I explained to the grumpy man searching my bag that I was in a major hurry and my flight was scheduled to leave in 10 minutes (at that point). He pretended not to speak English. My frustration mounted as he searched every nook and cranny, opening my eye shadow pot and feeling my neck pillow, calling over the person to wave his wand and test for explosives. I muttered under my breath, ‘bloody Frenchmen’. It was a miracle, suddenly he spoke English! He looks up at me and dared me to repeat the insult to his face! Oops. I started to have images of me being put on the no fly list as he gave my boarding card to yet another security official to check on the computer. While I waited he continued to dare me to repeat my comment. I didn’t, although I was tempted to see what his reaction would be. Would he hit a woman? He seemed like he might so I didn’t dare.
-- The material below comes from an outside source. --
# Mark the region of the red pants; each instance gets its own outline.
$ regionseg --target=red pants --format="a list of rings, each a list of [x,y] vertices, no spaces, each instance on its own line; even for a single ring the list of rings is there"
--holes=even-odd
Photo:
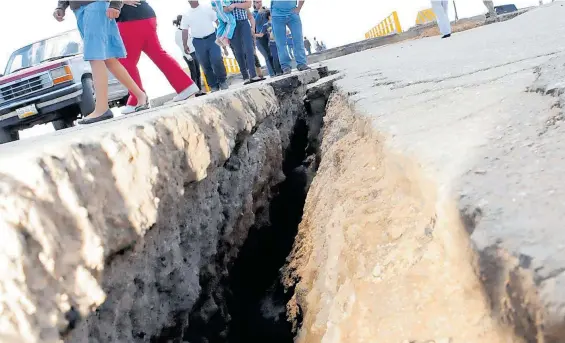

When I was finally released (after only about 5 minutes total), I ran down a long hallway, down three flights of stairs carrying my hand luggage (yes, the French somehow believe that is a good idea to have stairs and no escalator which is so helpful to those strange people that are carrying hand luggage in an airport) only to discover that this was in fact the terminal in name only – I had to take another bus. The 10 minute ride made my chances of making the flight nil. So my punishment for insulting the ‘bloody French’ is that I am now spending a total of 7 hours in CDG. At least writing this story has given me my first laugh of the day.
I am not looking forward to my 8 hour flight – without food. Yes, it is too late to special order a meal. I just hope my luck changes. I couldn’t handle another Frenchman hooking up with a chick he picks up on this flight (see my blog about my trip out to Serbia Jan 14th).